If You Don't Raise the Minimum Wage, Then a Bigger Calamity Will Follow... Let’s Not Become Like Japan
Date: January 13, 2018
Summary In light of the recent efforts by the Moon administration to raise the minimum wage and the arguments by his detractors, this article investigates Japan's lost 20 years to argue for increasing Korea's minimum wage. The gist of the argument is that given the large portion of jobs that pay the minimum wage, increasing it would have a large economic and social impact:
Higher minimum wage would give more money for people to consume, thus circulating more money in the domestic economy. Thus, while small businesses may suffer at first from the higher payroll, but a rebound in demand from greater consumption will ultimately compensate through an income-led growth.* Furthermore, as Korea's baby boom generation reaches senior age, the contraction in the workforce will flip leverage from the employer to the employee. The minimum wage will have to increase to re-calibrate this balance of forces.
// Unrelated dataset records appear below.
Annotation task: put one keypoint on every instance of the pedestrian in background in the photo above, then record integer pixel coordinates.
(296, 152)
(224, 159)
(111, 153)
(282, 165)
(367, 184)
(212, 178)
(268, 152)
A higher minimum wage would also lift up the hopes and livelihoods of a large section of young people and potentially diffuse Korea's ticking social time bomb: a generation of people too poor to marry or have children. Like Japan's satori generation that faced with a precarious future works mostly part-time jobs, spends little, and refrains from marriage and having children (40% of those under 34 are single), Korea also has a growing generation of young people faced with a harsh economic landscape that are Not into Education, Employment or Training (preparing to work): the NEET generation.
*Increase in the income of minimum-wage earners will more readily translate to higher consumption, as minimum-wage earners' increased disposable income would allow them to purchase goods they had foregone because they were too poor.